# Getting started#

This page shows how to get started with PyMDE for four common tasks:

visualizing datasets in two or three dimensions;

generating feature vectors for supervised learning;

computing classical embeddings, like PCA and spectral embedding;

drawing graphs in 2 or 3 dimensions;

Note

To learn how to create custom embeddings (with custom objective functions and constraints), sanity check embeddings, identify possible outliers in the original data, embed new data, and more, see the MDE guide. (We recommend reading the getting started guide first.)

## What is an embedding?#

An *embedding* of a finite set of items (such as biological cells, images,
words, nodes in a graph, or any other abstract object) is an assignment of each
item to a vector of fixed length; the original items
are *embedded* or mapped into a real vector space. The length of the vectors is
called the *embedding dimension*. An embedding is represented concretely by a
matrix, in which each row is the embedding vector of an item.

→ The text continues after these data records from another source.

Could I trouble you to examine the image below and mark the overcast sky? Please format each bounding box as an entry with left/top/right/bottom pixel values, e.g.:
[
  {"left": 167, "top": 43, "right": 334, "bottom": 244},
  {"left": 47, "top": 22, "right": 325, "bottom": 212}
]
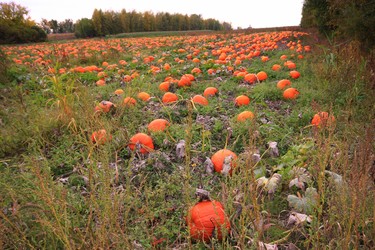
[{"left": 2, "top": 0, "right": 303, "bottom": 28}]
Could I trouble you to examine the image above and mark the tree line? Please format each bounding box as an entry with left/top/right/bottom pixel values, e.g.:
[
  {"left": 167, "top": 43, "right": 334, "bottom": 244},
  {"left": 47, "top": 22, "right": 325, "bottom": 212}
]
[
  {"left": 301, "top": 0, "right": 375, "bottom": 51},
  {"left": 74, "top": 9, "right": 232, "bottom": 37},
  {"left": 0, "top": 2, "right": 232, "bottom": 44},
  {"left": 0, "top": 2, "right": 47, "bottom": 44}
]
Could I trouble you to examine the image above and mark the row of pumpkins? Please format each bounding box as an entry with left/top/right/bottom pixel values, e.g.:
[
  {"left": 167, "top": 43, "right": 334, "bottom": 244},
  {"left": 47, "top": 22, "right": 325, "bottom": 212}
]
[{"left": 91, "top": 56, "right": 335, "bottom": 241}]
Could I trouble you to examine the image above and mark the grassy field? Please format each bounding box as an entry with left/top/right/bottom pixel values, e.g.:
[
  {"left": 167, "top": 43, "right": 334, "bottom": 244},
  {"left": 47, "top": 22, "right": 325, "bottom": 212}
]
[{"left": 0, "top": 30, "right": 375, "bottom": 249}]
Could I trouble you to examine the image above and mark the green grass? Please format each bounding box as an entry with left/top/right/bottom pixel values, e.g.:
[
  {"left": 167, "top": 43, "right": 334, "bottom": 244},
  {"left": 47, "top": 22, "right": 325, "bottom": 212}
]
[{"left": 0, "top": 32, "right": 375, "bottom": 249}]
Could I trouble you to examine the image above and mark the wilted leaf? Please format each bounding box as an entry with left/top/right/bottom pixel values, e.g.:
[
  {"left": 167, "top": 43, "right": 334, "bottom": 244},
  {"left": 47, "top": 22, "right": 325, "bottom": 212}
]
[
  {"left": 266, "top": 173, "right": 281, "bottom": 194},
  {"left": 268, "top": 141, "right": 279, "bottom": 158},
  {"left": 252, "top": 154, "right": 260, "bottom": 163},
  {"left": 195, "top": 188, "right": 210, "bottom": 201},
  {"left": 288, "top": 212, "right": 312, "bottom": 225},
  {"left": 221, "top": 155, "right": 233, "bottom": 175},
  {"left": 289, "top": 167, "right": 311, "bottom": 189},
  {"left": 133, "top": 240, "right": 144, "bottom": 250},
  {"left": 257, "top": 173, "right": 281, "bottom": 194},
  {"left": 203, "top": 157, "right": 215, "bottom": 174},
  {"left": 247, "top": 239, "right": 278, "bottom": 250},
  {"left": 289, "top": 177, "right": 305, "bottom": 189},
  {"left": 287, "top": 188, "right": 318, "bottom": 214},
  {"left": 324, "top": 170, "right": 343, "bottom": 185}
]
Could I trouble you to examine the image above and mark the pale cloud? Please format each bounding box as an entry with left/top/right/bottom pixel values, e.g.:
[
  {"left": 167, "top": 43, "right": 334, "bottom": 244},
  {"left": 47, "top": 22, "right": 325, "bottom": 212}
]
[{"left": 5, "top": 0, "right": 303, "bottom": 28}]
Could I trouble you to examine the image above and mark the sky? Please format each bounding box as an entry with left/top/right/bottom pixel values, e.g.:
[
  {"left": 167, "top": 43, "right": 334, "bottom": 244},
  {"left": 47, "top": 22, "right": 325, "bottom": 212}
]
[{"left": 2, "top": 0, "right": 303, "bottom": 29}]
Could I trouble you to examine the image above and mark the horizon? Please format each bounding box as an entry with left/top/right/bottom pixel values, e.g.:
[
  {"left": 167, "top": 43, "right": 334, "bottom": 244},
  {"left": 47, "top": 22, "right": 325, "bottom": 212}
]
[{"left": 5, "top": 0, "right": 303, "bottom": 29}]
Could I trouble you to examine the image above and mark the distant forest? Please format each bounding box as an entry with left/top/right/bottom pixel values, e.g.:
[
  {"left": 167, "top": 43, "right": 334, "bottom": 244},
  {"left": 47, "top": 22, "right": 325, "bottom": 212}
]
[{"left": 41, "top": 9, "right": 232, "bottom": 37}]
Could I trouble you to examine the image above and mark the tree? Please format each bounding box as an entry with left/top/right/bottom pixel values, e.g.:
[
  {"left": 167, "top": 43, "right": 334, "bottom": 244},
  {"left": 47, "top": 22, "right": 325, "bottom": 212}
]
[
  {"left": 120, "top": 9, "right": 130, "bottom": 32},
  {"left": 39, "top": 18, "right": 52, "bottom": 34},
  {"left": 58, "top": 19, "right": 74, "bottom": 33},
  {"left": 92, "top": 9, "right": 105, "bottom": 36},
  {"left": 74, "top": 18, "right": 96, "bottom": 38},
  {"left": 0, "top": 2, "right": 29, "bottom": 24},
  {"left": 190, "top": 14, "right": 204, "bottom": 30},
  {"left": 48, "top": 19, "right": 59, "bottom": 34},
  {"left": 0, "top": 2, "right": 47, "bottom": 44}
]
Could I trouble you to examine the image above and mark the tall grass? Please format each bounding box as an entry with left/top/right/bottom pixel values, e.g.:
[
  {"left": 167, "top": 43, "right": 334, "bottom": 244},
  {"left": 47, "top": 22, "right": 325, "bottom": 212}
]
[{"left": 0, "top": 30, "right": 375, "bottom": 249}]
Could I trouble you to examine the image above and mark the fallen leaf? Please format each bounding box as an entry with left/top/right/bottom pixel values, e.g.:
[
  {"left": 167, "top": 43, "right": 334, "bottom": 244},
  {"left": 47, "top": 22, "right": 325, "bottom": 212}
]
[
  {"left": 268, "top": 141, "right": 279, "bottom": 158},
  {"left": 203, "top": 157, "right": 215, "bottom": 175},
  {"left": 287, "top": 212, "right": 312, "bottom": 226},
  {"left": 195, "top": 188, "right": 210, "bottom": 201},
  {"left": 287, "top": 188, "right": 319, "bottom": 214},
  {"left": 221, "top": 155, "right": 233, "bottom": 176}
]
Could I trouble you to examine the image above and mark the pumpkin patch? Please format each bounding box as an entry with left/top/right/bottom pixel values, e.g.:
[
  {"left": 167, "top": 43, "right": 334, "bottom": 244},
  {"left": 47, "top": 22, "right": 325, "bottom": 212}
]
[
  {"left": 0, "top": 25, "right": 364, "bottom": 249},
  {"left": 186, "top": 200, "right": 230, "bottom": 241}
]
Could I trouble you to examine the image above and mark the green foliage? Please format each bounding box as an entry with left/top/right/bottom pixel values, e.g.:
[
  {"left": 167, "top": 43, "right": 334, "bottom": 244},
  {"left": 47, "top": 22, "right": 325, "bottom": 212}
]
[
  {"left": 81, "top": 9, "right": 232, "bottom": 37},
  {"left": 301, "top": 0, "right": 375, "bottom": 53},
  {"left": 74, "top": 18, "right": 96, "bottom": 38},
  {"left": 0, "top": 2, "right": 47, "bottom": 44},
  {"left": 0, "top": 48, "right": 9, "bottom": 86}
]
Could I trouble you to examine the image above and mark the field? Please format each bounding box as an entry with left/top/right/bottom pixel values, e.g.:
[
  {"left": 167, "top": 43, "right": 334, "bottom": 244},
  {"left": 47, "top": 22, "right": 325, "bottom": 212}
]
[{"left": 0, "top": 30, "right": 375, "bottom": 249}]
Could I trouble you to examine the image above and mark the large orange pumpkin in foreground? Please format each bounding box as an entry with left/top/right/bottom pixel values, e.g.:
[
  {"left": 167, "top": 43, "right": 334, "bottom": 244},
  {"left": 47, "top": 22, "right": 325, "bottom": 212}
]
[
  {"left": 257, "top": 71, "right": 268, "bottom": 81},
  {"left": 162, "top": 92, "right": 178, "bottom": 103},
  {"left": 123, "top": 96, "right": 137, "bottom": 107},
  {"left": 129, "top": 133, "right": 154, "bottom": 154},
  {"left": 311, "top": 111, "right": 335, "bottom": 128},
  {"left": 277, "top": 79, "right": 292, "bottom": 89},
  {"left": 211, "top": 149, "right": 237, "bottom": 174},
  {"left": 186, "top": 200, "right": 230, "bottom": 242}
]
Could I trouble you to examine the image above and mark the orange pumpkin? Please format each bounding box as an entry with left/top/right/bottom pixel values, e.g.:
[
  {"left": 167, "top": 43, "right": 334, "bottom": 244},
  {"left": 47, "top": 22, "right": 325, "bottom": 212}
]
[
  {"left": 95, "top": 101, "right": 116, "bottom": 113},
  {"left": 162, "top": 92, "right": 178, "bottom": 103},
  {"left": 257, "top": 71, "right": 268, "bottom": 81},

Embeddings provide concrete numerical representations of abstract items, for use in downstream computational tasks. For example, when the embedding dimension is 2 or 3, embeddings can be used to create a sort of chart or atlas of the items. In such a chart, each point corresponds to an item, and its coordinates in space are given by the embedding vector. These visualizations can help scientists and analysts identify patterns or anomalies in the original data, and more generally make it easier to explore large collections of data. PyMDE can embed into 2 or 3 dimensions, but it can also be used to embed into many more dimensions, which is useful when generating features for machine learning tasks.

For an embedding to be useful, it must be faithful to the original data (the items) in some way. To make it easy to get started, PyMDE provides two high-level functions for creating embeddings, based on related but different notions of faithfulness. These functions handle the common case in which each item is associated with either an original high-dimensional vector or a node in a graph. The functions are

The first creates embeddings that focus on the local structure of the data, putting similar items near each other and dissimilar items not near each other. The second focuses more on the global structure, choosing embedding vectors to respect some notion of original distance or dissimilarity between items.

We’ll see how to use these functions below.

## Visualizing data#

When the embedding dimension is 2 (or 3), embeddings can be used to visualize large collections of items. These visualizations can sometimes lead to new insights into the data.

### Preserving neighbors#

Let’s create an embedding that preserves the local structure
of some data, using the `pymde.preserve_neighbors`

function. This function
is based on on preserving the `k`

-nearest neighbors of each original vector
(where `k`

is a parameter that by default is chosen on your behalf).

We’ll use the MNIST dataset, which contains images of handwritten digits, as an example. The original items are the images, and each item (image) is represented by an original vector containing the pixel values.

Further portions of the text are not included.